I think it would only work with waterbased screen printing...


----------



## red514 (Jul 21, 2009)

works fine. I've done many prints in the past with embroidery running over a plastisol print. The only issue i ran into was when embroidering over a thick white print on a black shirt, every where the needle pierced the print you had minor cracking and marks from the... err needle eye loop thing.. the foot? i forget what it's called, been several years since i touched embroidery 
the trick with embroidering over a print is to minimize the ink deposit. water base works great but plastisol works just as well as long as you don't need a thick print. most people want soft hand now so it shouldn't be an issue.


----------



## SunEmbroidery (Oct 18, 2007)

I would just be careful not to stretch the fabric when hooping to avoid cracking.


----------



## allstar28 (Feb 28, 2019)

How about screening over embroidering, I have a customer that wants me to put a digital media print over embroidered names on scrubs.
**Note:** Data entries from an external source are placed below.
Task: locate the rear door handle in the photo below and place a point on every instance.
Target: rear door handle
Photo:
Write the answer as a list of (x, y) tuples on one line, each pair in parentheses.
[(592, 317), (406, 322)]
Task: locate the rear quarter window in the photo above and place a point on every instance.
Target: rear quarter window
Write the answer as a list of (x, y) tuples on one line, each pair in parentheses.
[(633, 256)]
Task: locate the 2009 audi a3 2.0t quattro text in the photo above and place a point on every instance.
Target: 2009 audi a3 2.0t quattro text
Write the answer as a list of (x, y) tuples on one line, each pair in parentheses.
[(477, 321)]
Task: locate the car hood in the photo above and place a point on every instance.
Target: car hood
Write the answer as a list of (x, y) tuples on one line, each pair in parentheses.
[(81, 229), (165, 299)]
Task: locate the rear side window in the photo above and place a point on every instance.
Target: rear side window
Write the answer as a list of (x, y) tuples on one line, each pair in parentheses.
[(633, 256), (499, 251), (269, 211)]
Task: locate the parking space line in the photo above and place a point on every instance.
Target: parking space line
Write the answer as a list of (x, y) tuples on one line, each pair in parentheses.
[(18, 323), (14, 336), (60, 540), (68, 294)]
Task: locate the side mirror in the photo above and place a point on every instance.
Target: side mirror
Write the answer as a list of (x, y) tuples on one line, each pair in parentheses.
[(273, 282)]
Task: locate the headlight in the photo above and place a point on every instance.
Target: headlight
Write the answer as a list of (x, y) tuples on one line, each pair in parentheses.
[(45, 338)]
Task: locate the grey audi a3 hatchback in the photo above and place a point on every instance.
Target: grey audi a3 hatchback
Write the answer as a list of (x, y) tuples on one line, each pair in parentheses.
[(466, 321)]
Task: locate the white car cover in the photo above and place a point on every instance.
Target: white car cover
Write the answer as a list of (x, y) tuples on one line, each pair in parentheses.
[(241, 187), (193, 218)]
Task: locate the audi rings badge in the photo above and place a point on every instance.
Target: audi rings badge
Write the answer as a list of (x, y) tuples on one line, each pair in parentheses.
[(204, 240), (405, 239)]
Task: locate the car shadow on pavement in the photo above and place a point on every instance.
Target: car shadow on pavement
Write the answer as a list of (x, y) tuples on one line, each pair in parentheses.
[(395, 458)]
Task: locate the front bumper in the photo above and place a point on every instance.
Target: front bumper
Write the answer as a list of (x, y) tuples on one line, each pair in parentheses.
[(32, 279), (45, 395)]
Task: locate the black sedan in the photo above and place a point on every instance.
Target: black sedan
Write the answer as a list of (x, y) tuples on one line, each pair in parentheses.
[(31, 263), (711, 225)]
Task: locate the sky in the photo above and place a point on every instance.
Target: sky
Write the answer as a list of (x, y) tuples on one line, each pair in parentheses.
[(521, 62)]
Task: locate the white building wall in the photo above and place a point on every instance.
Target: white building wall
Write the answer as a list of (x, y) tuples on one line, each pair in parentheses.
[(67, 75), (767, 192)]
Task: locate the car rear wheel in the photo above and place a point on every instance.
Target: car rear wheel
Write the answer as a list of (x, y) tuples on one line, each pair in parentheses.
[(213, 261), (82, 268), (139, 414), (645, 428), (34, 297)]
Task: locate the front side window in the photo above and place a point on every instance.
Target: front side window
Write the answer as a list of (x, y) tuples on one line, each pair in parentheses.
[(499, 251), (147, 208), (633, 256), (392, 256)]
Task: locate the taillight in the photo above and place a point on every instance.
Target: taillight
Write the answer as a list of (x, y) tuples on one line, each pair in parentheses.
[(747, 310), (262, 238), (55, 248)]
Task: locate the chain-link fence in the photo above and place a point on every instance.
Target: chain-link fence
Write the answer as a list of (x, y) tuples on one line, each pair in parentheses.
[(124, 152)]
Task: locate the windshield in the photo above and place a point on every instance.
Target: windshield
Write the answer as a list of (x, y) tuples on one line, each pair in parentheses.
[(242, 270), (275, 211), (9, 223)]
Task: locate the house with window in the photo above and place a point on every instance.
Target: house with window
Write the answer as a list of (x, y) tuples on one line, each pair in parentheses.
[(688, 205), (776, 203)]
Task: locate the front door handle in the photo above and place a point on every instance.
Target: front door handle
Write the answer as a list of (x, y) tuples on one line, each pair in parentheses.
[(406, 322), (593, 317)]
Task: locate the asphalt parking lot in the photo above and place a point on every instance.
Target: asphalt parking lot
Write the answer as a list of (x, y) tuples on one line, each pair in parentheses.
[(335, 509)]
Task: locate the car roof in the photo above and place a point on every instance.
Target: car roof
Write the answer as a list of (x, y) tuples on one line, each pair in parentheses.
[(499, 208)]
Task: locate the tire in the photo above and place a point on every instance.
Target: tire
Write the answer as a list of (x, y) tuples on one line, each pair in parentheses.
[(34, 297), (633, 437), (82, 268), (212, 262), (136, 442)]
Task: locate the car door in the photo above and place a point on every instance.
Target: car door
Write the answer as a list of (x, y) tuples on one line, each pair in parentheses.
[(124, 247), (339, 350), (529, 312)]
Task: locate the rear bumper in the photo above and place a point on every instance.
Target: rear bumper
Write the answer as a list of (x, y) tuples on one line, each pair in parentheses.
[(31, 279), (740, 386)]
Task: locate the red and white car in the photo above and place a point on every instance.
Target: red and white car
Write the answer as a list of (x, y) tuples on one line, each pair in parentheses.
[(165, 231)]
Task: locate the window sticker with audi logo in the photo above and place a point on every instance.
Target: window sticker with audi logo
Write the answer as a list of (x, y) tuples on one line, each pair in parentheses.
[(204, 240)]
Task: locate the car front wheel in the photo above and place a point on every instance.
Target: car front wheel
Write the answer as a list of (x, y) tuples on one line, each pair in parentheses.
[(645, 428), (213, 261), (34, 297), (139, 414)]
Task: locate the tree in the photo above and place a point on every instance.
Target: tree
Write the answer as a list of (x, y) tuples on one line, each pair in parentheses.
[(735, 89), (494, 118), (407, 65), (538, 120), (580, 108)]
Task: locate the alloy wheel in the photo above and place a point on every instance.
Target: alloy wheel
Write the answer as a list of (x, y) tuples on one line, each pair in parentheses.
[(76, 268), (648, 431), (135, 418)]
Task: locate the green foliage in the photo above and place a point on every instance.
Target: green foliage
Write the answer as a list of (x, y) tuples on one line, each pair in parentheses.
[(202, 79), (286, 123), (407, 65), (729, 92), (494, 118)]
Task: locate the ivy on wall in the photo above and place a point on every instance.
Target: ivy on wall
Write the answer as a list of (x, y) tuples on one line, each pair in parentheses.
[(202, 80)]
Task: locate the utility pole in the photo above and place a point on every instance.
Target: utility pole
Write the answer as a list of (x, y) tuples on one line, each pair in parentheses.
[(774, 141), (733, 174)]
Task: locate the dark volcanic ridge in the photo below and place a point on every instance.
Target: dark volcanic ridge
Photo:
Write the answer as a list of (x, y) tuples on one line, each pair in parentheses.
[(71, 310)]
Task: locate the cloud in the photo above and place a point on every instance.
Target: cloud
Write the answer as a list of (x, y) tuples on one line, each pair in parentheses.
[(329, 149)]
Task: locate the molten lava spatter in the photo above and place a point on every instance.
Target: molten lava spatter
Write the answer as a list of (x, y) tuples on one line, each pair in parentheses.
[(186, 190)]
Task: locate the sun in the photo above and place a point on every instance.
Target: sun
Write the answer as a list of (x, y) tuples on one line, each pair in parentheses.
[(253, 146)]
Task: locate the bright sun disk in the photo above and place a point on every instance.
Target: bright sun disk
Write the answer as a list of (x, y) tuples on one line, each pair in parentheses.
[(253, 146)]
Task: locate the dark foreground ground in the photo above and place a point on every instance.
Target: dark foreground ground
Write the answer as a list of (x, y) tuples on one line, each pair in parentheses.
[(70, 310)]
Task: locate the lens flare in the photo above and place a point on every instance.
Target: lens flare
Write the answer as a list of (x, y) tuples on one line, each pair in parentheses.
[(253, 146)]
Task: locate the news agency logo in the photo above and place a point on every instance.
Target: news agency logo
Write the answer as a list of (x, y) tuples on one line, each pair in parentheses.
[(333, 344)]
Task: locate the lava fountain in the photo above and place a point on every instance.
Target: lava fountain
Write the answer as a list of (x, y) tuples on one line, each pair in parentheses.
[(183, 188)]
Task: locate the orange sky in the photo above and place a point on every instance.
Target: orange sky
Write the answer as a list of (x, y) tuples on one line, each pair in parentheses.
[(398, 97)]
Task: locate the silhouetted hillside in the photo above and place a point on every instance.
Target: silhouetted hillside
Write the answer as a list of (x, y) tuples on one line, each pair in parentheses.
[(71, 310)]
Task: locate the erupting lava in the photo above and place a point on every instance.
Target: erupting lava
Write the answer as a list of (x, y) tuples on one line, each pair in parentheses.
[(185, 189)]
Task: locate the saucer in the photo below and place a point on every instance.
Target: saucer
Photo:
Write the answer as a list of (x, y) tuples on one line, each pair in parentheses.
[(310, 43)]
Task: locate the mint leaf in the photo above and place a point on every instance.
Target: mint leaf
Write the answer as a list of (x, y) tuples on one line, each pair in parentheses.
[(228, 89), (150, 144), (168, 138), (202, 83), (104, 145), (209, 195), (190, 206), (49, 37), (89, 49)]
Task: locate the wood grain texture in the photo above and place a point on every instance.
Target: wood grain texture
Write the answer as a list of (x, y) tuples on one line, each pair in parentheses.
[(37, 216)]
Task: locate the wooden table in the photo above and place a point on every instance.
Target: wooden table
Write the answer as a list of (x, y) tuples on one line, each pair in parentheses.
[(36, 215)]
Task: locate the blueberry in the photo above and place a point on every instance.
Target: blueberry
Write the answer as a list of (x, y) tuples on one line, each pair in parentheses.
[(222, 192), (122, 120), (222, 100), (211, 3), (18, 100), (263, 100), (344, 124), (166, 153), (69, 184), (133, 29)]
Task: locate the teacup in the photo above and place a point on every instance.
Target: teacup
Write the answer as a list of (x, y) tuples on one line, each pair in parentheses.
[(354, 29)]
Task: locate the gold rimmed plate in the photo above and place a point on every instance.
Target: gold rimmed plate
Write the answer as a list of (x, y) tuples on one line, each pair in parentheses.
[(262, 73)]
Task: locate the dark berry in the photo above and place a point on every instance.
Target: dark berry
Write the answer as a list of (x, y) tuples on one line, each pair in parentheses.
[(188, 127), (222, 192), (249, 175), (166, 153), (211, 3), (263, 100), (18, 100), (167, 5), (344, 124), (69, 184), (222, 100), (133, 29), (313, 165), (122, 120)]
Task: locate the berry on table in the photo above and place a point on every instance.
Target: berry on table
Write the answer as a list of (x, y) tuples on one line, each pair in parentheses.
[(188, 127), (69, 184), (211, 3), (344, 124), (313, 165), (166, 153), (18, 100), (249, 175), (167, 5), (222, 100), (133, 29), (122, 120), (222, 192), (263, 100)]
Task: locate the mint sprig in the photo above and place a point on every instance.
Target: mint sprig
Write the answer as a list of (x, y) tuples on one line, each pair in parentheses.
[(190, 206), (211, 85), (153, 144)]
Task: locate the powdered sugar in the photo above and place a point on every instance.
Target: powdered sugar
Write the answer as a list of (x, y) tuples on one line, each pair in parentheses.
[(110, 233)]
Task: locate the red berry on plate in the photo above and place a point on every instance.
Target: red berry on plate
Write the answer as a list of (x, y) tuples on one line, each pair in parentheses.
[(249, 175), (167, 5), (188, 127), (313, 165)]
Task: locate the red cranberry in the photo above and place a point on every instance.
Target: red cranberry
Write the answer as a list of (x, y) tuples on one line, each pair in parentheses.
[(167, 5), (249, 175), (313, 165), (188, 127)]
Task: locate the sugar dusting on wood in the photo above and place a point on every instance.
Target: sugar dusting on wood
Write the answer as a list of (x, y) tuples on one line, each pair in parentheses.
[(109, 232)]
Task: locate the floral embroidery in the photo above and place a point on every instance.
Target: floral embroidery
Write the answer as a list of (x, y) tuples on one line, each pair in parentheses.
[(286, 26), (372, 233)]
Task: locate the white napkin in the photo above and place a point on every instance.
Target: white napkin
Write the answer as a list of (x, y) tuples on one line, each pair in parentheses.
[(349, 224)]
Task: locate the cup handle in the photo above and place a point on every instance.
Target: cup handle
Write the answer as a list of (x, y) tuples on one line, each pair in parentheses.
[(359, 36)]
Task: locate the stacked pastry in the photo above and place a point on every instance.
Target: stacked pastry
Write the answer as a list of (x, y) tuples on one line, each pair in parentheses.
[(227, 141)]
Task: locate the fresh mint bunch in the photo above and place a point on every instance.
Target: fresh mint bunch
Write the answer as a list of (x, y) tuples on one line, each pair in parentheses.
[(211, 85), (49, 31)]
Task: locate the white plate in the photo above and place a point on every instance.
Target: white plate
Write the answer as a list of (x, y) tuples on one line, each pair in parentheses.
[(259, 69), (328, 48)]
The garment are dry cleaned nightly. I do not know what substrate to use for the print job. any info would help.


----------



## Twisted Grafix (Oct 5, 2016)

You may want to double check, but I don't think you can dry clean a digital transfer and it last. I know you can't dry clean plastisol for sure.


----------



## allstar28 (Feb 28, 2019)

she showed me one, I still don't know what was used.


----------